El sol se estaba apagando. La imagen se acabó de formar en las pantallas con toda la nitidez que permitía la infografía del sistema informático. La esfera ígnea presentaba un diminuta zona de oscuridad en la parte central. Pablo le dio un par de golpes al monitor y se dio cuenta, en el acto, de la estupidez que acababa de hacer. Había sido un acto reflejo, la esperanza infantil de que todo fuera un simple defecto en la superficie de la pantalla, que el destino del mundo se arreglaría con un par de trompazos bien colocados.

Tecleó una serie de órdenes en uno de los terminales y el crecimiento de la zona oscura previsto por los impertérritos microprocesadores se plasmó como una gota de tinta esparciéndose por la corteza solar, un veloz cáncer que aumentaba de tamaño cada día, que no reflejaba luz y para el que el solitario científico no tenía, de momento, ninguna explicación más satisfactoria.

La red mundial de observatorios estaba destruida, así que Pablo no tenía medio alguno de poder confirmar el extraordinario fenómeno. Con prisa febril, se puso a trajinar en una consola, tratando de restablecer las pobres conexiones que unían el observatorio insular con el gran telescopio espacial Hubble. Tenía que examinar con más precisión el increíble evento que ponía en jaque la vida sobre la Tierra.

Lo que no había intuido aún es que Feigelson era, en parte, la solución al enigma y que la llamada del vampiro estaba originada en la propia Tierra, que la supuesta mancha solar era en realidad un fragmento desgajado que se iba aproximando a la Tierra, y que el tiempo de reacción se estaba agotando, pues el hijo arrancado del vientre del Sol, colocado en la trayectoria perfecta, impulsado por una poderosa magia más antigua que el hombre, iba reduciendo cada día la distancia a su desprevenido objetivo.

La hormigueante masa negra ya estaba muy próxima y podía notar el calor que desprendía en el rostro. Ya no veía nada más que aquel pozo de negrura en continua expansión, y ni una sola de las extrañas estrellas de la bóveda celeste escapaba a la oscuridad que seguía creciendo y engulléndolas con su avance imparable.

Con un gesto instintivo e inútil, se protegió los ojos del inminente impacto.
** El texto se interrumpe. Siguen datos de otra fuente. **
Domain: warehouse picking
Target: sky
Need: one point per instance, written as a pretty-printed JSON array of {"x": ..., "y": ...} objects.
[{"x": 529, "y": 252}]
Allí, anonadada, acurrucada en el suelo cubierto con una gruesa capa de polvo gris, esperó la muerte que sobrevendría al colosal choque, pero lo único que llegó hasta ella fueron las rachas del viento más gélido que había notado en toda su vida, unas ráfagas de aire helado que parecía provenir de las entrañas de la propia Muerte, unos zarpazos invisibles que levantaron lánguidos remolinos de polvo a su alrededor.